Eine Ausstellung in Dresden
Die «Ausstellung Entarteter Kunst» im Lichthof des Neuen Rathauses zu Dresden erfreut sich ungewöhnlich reichen Besuchs. Die Mehrzahl der Gekommenen macht den Eindruck von Menschen, die zum ersten Male eine Kunstausstellung sehen, und es ist außerordentlich aufschlußreich, diese gänzlich unbefangenen Leute urteilen zu hören. Es war wohl auch den Veranstaltern von vornherein klar, daß die ausgestellten Werke, von denen die Mehrzahl nach 1918 entstanden ist, nur einige schon vor dem Krieg (Nolde, Heckel, Schmidt-Rottluff), bei dem breiteren Publikum teilweise auf Widerstand stoßen würden. Ob der Zweck erreicht wird, die Erziehung zur Unterscheidung des Wertlosen vom Wertvollen, erscheint allerdings zweifelhaft, wenn man sieht, wie auch recht harmlose Bilder oft sehr drastisch abgelehnt werden, z. B. eine schwermütige Zeichnung der Worpswederin Paula Modersohn-Becker. Man ist versucht zu vermuten, daß diesen unverbildeten Menschen selbst die von den Veranstaltern anerkannten Werke mißfallen würden; denn der Standpunkt, von dem aus sie urteilen, ist die platte Natürlichkeit und Schönheit.

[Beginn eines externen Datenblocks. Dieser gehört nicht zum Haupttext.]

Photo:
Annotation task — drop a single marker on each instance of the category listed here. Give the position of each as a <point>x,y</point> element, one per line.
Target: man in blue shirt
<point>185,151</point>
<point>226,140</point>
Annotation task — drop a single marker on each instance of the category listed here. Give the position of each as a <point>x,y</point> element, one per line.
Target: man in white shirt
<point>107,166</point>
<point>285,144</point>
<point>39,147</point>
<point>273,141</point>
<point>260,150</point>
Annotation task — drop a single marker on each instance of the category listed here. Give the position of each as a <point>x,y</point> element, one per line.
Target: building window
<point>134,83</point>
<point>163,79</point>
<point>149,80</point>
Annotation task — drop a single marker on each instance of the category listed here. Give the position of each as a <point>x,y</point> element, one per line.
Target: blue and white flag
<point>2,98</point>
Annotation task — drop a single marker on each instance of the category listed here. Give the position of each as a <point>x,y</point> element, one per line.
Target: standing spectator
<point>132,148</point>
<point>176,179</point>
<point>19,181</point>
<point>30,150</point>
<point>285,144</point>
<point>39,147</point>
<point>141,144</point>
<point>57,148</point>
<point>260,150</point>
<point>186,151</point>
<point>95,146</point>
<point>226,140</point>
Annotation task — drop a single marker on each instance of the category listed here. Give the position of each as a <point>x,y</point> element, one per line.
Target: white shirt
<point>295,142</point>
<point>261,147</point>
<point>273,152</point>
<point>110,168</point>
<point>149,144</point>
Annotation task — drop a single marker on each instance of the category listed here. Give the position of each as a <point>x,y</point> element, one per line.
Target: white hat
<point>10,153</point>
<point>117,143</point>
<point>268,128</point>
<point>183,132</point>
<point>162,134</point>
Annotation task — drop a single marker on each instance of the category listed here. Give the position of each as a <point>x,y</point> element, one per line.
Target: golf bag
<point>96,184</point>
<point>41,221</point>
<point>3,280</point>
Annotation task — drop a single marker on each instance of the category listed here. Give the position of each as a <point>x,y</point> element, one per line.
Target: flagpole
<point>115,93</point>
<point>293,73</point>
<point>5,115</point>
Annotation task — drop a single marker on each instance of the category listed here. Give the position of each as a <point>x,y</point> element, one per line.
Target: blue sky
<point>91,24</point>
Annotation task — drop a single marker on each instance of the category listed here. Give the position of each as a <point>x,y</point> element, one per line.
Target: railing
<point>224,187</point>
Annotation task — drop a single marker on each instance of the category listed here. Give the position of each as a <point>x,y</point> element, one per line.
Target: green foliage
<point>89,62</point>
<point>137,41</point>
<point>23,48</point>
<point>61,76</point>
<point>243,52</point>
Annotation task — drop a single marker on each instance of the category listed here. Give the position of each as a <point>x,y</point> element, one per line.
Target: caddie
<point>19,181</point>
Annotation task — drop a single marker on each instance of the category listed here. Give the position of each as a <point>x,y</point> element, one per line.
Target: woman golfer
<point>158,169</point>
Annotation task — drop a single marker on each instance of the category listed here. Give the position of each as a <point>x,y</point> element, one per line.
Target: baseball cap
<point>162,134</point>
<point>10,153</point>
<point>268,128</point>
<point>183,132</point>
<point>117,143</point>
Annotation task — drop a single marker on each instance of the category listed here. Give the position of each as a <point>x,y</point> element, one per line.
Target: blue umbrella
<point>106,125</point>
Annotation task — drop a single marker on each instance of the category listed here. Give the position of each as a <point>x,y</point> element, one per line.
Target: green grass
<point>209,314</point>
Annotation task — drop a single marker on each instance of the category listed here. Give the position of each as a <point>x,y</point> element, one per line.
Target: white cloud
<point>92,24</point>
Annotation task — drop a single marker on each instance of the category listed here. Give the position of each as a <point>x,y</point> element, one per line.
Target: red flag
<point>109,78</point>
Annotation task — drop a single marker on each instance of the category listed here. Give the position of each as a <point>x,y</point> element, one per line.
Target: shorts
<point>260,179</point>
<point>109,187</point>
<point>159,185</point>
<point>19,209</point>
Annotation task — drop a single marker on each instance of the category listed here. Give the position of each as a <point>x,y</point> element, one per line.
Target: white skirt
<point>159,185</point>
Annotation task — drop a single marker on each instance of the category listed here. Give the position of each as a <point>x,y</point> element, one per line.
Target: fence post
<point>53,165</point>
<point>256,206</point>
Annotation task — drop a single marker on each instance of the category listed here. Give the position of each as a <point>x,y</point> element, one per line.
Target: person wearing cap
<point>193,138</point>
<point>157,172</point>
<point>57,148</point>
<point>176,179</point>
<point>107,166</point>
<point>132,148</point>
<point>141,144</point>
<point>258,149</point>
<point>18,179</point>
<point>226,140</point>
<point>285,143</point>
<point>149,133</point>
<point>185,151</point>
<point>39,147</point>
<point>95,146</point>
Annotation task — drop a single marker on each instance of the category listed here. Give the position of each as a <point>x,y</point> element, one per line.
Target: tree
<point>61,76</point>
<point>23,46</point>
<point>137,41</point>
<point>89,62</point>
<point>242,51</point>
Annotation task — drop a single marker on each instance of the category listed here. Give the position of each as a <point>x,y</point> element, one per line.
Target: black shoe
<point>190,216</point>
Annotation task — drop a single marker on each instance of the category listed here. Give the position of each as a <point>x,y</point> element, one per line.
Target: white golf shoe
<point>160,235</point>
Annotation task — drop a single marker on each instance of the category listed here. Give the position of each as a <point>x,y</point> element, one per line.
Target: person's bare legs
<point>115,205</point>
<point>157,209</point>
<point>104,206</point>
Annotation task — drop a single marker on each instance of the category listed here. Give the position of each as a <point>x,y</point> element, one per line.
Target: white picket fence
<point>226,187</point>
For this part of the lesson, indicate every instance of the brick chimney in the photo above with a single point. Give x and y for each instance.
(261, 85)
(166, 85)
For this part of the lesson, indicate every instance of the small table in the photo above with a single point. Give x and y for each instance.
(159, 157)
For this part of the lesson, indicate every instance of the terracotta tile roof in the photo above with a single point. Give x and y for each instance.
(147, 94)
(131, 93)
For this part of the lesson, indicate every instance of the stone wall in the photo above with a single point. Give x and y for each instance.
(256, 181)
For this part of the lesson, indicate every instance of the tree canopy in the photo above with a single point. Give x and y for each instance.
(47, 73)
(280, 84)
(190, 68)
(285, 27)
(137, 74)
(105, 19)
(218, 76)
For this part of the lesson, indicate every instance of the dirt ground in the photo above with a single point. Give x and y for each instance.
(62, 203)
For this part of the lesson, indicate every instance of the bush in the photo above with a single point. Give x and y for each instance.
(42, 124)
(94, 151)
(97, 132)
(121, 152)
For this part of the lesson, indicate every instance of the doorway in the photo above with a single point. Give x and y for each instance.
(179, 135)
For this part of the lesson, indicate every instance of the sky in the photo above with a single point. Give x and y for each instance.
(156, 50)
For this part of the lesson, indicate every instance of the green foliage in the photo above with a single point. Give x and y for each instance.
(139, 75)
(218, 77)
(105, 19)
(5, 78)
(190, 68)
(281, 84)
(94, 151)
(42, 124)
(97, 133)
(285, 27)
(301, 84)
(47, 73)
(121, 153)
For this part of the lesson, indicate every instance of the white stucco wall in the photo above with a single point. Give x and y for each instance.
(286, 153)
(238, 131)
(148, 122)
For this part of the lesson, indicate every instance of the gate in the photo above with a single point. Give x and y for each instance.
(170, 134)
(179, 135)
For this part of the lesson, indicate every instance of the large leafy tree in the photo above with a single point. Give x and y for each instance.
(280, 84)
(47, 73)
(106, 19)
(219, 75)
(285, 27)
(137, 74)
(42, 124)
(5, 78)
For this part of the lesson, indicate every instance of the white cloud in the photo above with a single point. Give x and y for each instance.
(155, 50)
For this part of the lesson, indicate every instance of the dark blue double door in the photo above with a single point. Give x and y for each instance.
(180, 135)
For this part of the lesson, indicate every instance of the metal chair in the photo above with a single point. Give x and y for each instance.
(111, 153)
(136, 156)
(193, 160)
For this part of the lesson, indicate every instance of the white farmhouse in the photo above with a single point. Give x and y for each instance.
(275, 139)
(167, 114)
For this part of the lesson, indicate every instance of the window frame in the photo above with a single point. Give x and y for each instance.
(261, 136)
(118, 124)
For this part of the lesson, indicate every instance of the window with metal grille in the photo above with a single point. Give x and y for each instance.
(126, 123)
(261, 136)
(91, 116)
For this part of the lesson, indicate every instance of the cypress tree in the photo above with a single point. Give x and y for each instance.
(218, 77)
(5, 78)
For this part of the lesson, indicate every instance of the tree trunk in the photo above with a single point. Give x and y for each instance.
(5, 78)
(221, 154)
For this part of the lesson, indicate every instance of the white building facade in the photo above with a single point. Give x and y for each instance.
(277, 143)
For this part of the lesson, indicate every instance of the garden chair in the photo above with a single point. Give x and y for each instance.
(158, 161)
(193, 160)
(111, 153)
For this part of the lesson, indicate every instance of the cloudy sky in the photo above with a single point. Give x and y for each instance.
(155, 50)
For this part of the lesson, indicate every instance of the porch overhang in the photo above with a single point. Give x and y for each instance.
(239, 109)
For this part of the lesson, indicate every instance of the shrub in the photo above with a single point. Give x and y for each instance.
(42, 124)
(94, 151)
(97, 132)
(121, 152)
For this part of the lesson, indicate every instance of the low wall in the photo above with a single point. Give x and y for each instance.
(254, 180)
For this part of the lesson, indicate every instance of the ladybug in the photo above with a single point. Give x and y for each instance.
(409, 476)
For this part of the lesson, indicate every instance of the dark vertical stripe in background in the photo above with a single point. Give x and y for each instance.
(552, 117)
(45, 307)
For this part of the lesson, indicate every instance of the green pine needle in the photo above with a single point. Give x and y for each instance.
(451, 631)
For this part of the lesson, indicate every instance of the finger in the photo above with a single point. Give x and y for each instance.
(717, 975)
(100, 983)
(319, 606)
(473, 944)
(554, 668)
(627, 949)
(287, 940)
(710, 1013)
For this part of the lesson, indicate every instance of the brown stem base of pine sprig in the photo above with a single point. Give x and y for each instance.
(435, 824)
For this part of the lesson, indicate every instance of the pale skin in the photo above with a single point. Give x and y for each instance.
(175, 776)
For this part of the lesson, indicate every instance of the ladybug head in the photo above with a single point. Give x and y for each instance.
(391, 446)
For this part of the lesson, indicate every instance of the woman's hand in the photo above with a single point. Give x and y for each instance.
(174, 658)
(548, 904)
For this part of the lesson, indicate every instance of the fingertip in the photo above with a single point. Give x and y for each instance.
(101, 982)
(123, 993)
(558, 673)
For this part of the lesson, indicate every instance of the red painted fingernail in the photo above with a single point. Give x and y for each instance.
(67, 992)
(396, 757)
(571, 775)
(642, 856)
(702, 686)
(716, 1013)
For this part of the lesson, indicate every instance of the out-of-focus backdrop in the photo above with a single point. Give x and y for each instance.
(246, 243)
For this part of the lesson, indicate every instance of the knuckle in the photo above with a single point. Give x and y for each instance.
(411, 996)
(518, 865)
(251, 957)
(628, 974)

Es ist nach 1918 vielerorts sehr unverfroren drauf los gemalt worden, und da die Stadt Dresden vorwiegend Dresdner Maler ankaufte, ist viel Entgleistes hereingekommen. Viel zu viel von den damals jungen Künstlern Felix Müller, W. Jakob, Chr. Voll, E. Hoffmann. Von den übrigen sind Proben da, von Ottolange, W. Heckrott, B. Kretzschmar, P. Cassel, Mitschke-Collande, Skade, Grundig, Griebel. Einige, die heute auf der Seite der Veranstalter stehen, werden sicher unglücklich sein, frühere Arbeiten von sich in dieser Ausstellung entarteter Kunst zu finden: W. Rudolph, O. Schubert, der Bildhauer Maskos. Man überlegt, ob nicht in sehr vielen Fällen die Entartung lediglich Pubertät ist und Produkt einer chaotischen Zeit. Hier müßte man die Fronten schärfer abgrenzen. Walter-Kurau, für den ein so deutscher Maler wie Professor Lührig im Geleitwort zu einer Gedächtnisausstellung eintritt, werden viele nicht gern unter dem Kennwort dieser Ausstellung sehen.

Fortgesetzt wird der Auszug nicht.